Does that come with an instruction manual?  And I think a Hybrid emblem would need to be installed to keep a low profile.


----------



## Heterosapian (Dec 31, 2011)

Probably going with a pair sealed :-(

That having been said, one of these ported would hang another 3db at 40hz and 5db at 30hz. Decisions, decisions. What do you all think?

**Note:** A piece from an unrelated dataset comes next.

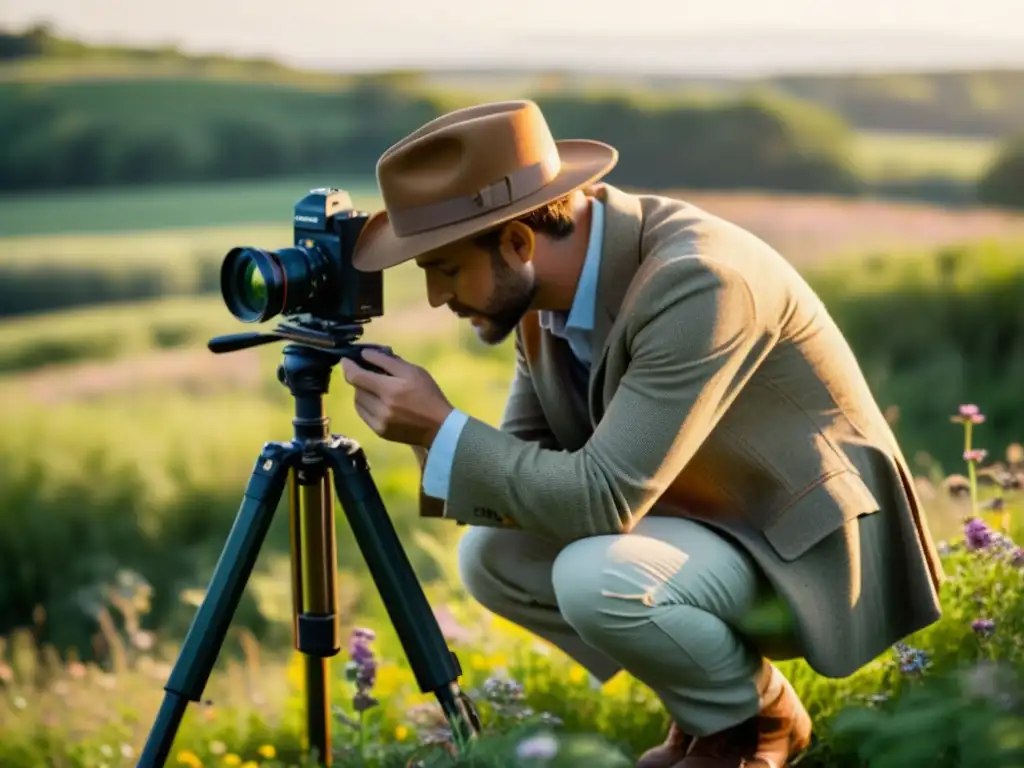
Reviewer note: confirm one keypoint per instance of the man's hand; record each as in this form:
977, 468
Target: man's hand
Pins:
406, 407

I have the subs already and if the past is any indication, I’ll run the gain super low anyway. Assuming just 12db/octave cabin gain, starting low around 50hz, these should be dead flat sealed. SPL won’t quite be there but let’s be honest, those days are over. It will be way more powerful than the stock system can keep up with and should still do nicely if I run a processor and a few external amps down the road. 
———
Hacked up the drum yesterday afternoon. Should end up with just over seven inches of depth, minus the 1.5” baffle, that makes for over 1.25 ft^3 gross which is about perfect. Stuff em a little and should be right around a .7 qtc or lower (assuming a sealed pair). A port would probably be small enough to compress and chuff at party levels, which is certainly another consideration.

Picking up some mdf and hoping to get time enough to do the baffles and divider this afternoon.


----------



## Lanson (Jan 9, 2007)

I don't think a pair sealed in a minivan is anything to sneeze at. Just focus on getting those subs to meet your house curve of choice and there's nothing wrong with your setup. Like I said, cabin gain will be really strong. You can verify that right now with an existing enclosure (like another random box you might have, or one of your subs in a simple small box), measure the results. Take your subwoofer outside and measure near-field, then subtract the differences to get your vehicle's transfer function / gain. I bet its a big-ass bell curve from 38-45 or so.


----------



## FattyBoomBoom (Sep 22, 2019)

I have a 2015 Sienna, already bought 2 w6 10’s sealed, HD1200/1, frog GB 3ways, helix DSP.3/director... it’s gonna be a sleeper!


----------



## Heterosapian (Dec 31, 2011)

FattyBoomBoom said:


> I have a 2015 Sienna, already bought 2 w6 10’s sealed, HD1200/1, frog GB 3ways, helix DSP.3/director... it’s gonna be a sleeper!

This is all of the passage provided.